Gli interessi del G. si volsero, seppure marginalmente, anche ad altri argomenti, come l'istologia con lo studio sul tessuto adiposo per stabilirne l'eventuale appartenenza ai connettivi, e per osservare la disposizione delle gocce di grasso e del citoplasma nella cellula (Sulla struttura dei corpi grassi degli Anfibi, in Monitore zoologico, XXXVI [1925], pp. 35-40); alla sistematica dei Metazoi; a specie nuove di Anellidi e di Ostracodi raccolte dalla r. nave "Liguria" durante il viaggio di circumnavigazione e dalla r. nave "Ciclope" nel viaggio nel Mediterraneo.

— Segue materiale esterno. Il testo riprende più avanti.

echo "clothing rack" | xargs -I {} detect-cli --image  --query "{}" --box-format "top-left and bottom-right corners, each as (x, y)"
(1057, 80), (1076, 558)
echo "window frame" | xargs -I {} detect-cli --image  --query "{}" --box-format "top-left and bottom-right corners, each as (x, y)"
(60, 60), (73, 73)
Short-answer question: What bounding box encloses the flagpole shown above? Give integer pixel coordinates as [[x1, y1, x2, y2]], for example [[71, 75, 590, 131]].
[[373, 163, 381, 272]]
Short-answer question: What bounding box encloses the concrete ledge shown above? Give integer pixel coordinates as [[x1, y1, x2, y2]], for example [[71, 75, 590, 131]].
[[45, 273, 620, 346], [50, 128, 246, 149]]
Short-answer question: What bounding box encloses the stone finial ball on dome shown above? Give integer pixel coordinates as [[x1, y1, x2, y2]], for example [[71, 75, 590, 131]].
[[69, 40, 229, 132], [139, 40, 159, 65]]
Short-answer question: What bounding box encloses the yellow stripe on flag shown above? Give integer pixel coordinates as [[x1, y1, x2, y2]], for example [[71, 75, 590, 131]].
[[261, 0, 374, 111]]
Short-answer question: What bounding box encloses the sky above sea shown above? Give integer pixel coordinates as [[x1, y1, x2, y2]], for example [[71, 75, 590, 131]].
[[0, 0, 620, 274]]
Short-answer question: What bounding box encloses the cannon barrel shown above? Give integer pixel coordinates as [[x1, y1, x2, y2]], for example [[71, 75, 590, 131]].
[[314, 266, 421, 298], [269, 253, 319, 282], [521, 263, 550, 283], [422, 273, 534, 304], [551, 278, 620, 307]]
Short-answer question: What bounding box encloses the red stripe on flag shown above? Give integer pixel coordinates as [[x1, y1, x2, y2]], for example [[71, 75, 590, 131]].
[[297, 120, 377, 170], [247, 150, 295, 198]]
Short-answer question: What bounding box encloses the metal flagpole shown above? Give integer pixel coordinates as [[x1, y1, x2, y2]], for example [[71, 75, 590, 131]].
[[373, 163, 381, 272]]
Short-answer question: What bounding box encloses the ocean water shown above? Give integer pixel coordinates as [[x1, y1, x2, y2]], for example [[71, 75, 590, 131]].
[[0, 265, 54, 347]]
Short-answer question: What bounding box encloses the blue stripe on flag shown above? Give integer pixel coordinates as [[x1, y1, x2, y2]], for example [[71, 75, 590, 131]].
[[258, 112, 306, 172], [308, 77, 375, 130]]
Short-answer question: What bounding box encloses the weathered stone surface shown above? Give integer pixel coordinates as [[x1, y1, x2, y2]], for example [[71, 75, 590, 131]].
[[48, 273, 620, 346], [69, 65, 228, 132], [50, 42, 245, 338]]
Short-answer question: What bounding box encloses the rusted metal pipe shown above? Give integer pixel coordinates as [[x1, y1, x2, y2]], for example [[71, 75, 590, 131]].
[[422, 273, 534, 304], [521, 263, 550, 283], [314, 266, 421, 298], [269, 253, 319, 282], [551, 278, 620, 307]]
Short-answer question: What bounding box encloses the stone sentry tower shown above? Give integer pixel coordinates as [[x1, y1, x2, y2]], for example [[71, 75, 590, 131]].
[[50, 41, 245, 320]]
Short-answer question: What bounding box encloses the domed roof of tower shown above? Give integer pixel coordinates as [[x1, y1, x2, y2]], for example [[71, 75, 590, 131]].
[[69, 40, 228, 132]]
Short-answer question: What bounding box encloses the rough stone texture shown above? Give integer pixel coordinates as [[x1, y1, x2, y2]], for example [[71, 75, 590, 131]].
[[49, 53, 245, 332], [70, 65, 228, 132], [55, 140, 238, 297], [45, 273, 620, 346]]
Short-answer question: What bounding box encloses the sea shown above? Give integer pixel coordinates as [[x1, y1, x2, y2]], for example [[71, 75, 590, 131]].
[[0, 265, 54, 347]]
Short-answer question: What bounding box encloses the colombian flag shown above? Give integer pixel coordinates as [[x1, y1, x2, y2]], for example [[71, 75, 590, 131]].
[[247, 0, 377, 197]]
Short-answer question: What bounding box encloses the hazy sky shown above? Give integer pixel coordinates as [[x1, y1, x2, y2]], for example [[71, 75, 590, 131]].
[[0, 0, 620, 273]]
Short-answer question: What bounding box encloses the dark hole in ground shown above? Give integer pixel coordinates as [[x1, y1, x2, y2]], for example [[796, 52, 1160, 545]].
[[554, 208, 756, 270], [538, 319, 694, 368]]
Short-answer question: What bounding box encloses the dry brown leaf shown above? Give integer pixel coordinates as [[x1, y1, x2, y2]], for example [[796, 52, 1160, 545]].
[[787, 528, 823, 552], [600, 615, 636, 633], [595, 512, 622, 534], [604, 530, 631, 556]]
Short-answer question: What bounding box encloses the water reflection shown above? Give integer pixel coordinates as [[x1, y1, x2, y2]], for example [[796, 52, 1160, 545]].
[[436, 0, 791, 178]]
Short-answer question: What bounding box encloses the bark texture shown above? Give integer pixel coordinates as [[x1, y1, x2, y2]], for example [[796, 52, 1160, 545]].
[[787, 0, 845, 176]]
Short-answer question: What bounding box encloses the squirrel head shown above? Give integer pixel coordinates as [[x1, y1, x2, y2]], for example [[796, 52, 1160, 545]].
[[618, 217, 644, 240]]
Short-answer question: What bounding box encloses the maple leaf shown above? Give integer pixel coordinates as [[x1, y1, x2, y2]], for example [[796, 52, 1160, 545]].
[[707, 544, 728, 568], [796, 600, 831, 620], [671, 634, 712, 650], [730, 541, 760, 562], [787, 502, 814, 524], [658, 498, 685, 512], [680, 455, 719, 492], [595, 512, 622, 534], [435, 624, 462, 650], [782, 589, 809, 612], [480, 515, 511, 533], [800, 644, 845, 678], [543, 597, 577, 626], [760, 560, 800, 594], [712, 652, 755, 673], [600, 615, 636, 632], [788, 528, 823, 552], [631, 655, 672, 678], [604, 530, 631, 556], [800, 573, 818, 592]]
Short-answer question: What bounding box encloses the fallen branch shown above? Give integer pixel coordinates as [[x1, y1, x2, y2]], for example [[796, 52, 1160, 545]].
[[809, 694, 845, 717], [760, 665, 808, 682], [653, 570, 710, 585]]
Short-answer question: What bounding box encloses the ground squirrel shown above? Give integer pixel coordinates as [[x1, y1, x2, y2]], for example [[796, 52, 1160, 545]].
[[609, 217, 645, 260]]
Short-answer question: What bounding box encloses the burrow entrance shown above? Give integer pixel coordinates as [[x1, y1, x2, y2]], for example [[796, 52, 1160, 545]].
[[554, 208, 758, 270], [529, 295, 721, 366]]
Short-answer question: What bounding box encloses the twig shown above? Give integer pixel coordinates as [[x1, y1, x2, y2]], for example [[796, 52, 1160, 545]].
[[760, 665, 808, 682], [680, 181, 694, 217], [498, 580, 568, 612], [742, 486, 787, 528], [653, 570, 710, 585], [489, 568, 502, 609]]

Opere. Oltre quelle citate nel testo: Alciopidi e Fillodocidi. Raccolte planctoniche fatte dalla r. nave "Liguria", in Pubblicazioni del R. Istituto di studi superiori di Firenze, II (1911), n. 3; Alciopidi Fillodocidi e Tomopteridi raccolti dalla r. nave "Ciclope" nell'Jonio e nel Tirreno, in Memorie del R. Comitato talassografico italiano, memoria XXVI, 1913, pp. 4-22; Ciclo di sviluppo di Haplosporidium Limnodrili n.sp., in Rendiconti della R. Accademia dei Lincei, cl. di scienze fisiche, matem. e naturali, s. 5, XXII (1913), 2, pp. 734-737; Le divisioni dei nuclei in Haplosporidium Limnodrili, ibid., XXIII (1914), 1, pp. 109-112; Ostracodi. Raccolte planctoniche fatte dalla r. nave "Liguria", in Pubblicazioni del R. Istituto di studi superiori di Firenze, 1914, n. 6; Ricerche sugli Attinomissidi, I, Tractinomyxon magnum n.sp., in Monitore zoologico, XXXIII (1922), 11, pp. 174-179; II, Neoactinomyxum globosum n.g. n.sp., ibid., pp. 193-196; III, Sphaeractinomyxon gigas n.sp., ibid., XXXIV (1923), 4, pp. 64-68; IV, Osservazioni sullo sviluppo di Sphaeractinomyxon gigas Gran., ibid., 9, pp. 166-170; I Protozoi e la teoria cellulare, in Annali delle università toscane, n.s., XI (1928), pp. 1-36. Voci Aplosporidi, Attinomissidi, Chitidriopsidi, Emogregarine, Emosporidi, Gregarine, Mesozoi, Neosporidi, Sarcosporidi, Sporozoi, in Enciclopedia Italiana.

Fonti e Bibl.: G. Colosi, Commemorazione, in Atti della Società toscana di scienze naturali. Memorie, XLIX (1940), pp. VII-XV; V. Baldasseroni, L. G., in Rivista di biologia, XXXII (1941), pp. 275-281; G. Cotronei, Biologia e zoologia generale, Roma 1945, pp. 95, 105; U. D'Ancona, Trattato di zoologia, Torino 1953, pp. 474, 481.